On a trip to the produce market the other day, I spent a dollar on 3 small ears of yellow corn, grown in South Florida. The silk was still moist and fresh prompting me to eat it right away. It would be the focal point of my lunch. I've been sautéeing the kernels instead of steaming or boiling the full ears. It only takes a few moments to cut the kernels from the cob and toss them into a little heated extra virgin olive oil, and dust them with a bit of French thyme, salt and pepper. The kernels cook up quickly over medium heat and are ready when they've browned a bit and have lost the raw corn taste but haven't become soggy - about 6 to 8 minutes.
The retail price of that same twenty-five cent can of soup is close to a dollar now. And it's not on my list of SuperFoods, by any means. Canned soup, in most cases, is a prime example of processed foods laden with synthetic chemicals, shelf life extenders and even sugar. Yet eating for pennies and eating well, at that, is not something that belongs only to the past. It's easily achievable with a few fresh ingredients and a well stocked pantry.

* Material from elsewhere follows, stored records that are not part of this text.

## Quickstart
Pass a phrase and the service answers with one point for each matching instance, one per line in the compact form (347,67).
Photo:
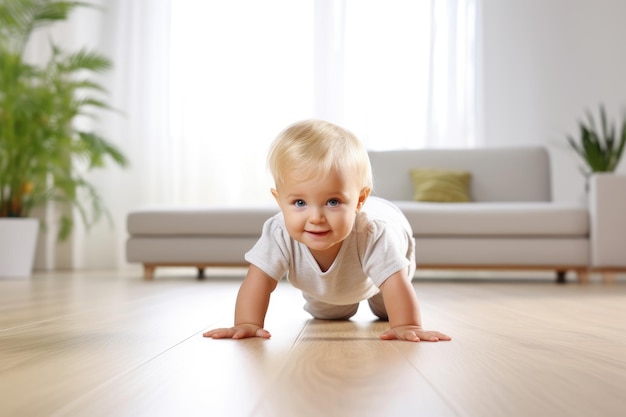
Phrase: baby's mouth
(318,232)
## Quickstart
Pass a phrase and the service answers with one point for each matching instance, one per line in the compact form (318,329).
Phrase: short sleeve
(272,252)
(386,249)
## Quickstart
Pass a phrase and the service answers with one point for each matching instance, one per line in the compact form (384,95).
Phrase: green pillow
(442,186)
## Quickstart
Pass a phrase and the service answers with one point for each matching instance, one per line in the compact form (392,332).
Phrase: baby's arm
(252,302)
(403,311)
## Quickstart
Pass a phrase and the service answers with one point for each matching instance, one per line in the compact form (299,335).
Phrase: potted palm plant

The fridge offered up a leftover baked potato, which I peeled, sliced and fried up in a tablespoon of olive oil and a tablespoon of butter. I carefully turn the slices over until each side is brown and crispy. Then I spied half a Ruskin beefsteak tomato sitting on the counter, wrapped in plastic, unused from the night before. I diced it up, and sprinkled it with a little lemon zest, some salt and pepper and the juice from a wedge of lemon.
TIP: Have at least one lemon and one lime on hand in the vegetable bin. A little fresh citrus juice will tweak the flavor of everything from fish or chicken to any vegetable.
Within 10 minutes, I had a very tasty lunch, using my freshly purchased dollar's worth of corn and a left over potato and a half tomato. When the idea came to me to share this meal with you, I added a little cilantro to the plate to round out the colors. The flavor of each vegetable was unique and plated together provided a satisfying lunch for just a bit more than a dollar.
I read an article written about the illustrious retired chef, Frédy Giardet, that stressed, “What’s important to him is to amplify the flavors, not hide them. With nothing, he is able to make something exceptional. It’s easy to make something impressive if it’s complicated. It’s much harder to impress people with something simple.”
Using the best quality, fresh, natural ingredients, simply prepared is doable by the most modest of cooks. Not only is it economical and healthy, but it's fast and delicious. Try a few simple whole food combinations of your own. When you think there's nothing in the house to eat, there usually is plenty. It just takes a little imagination.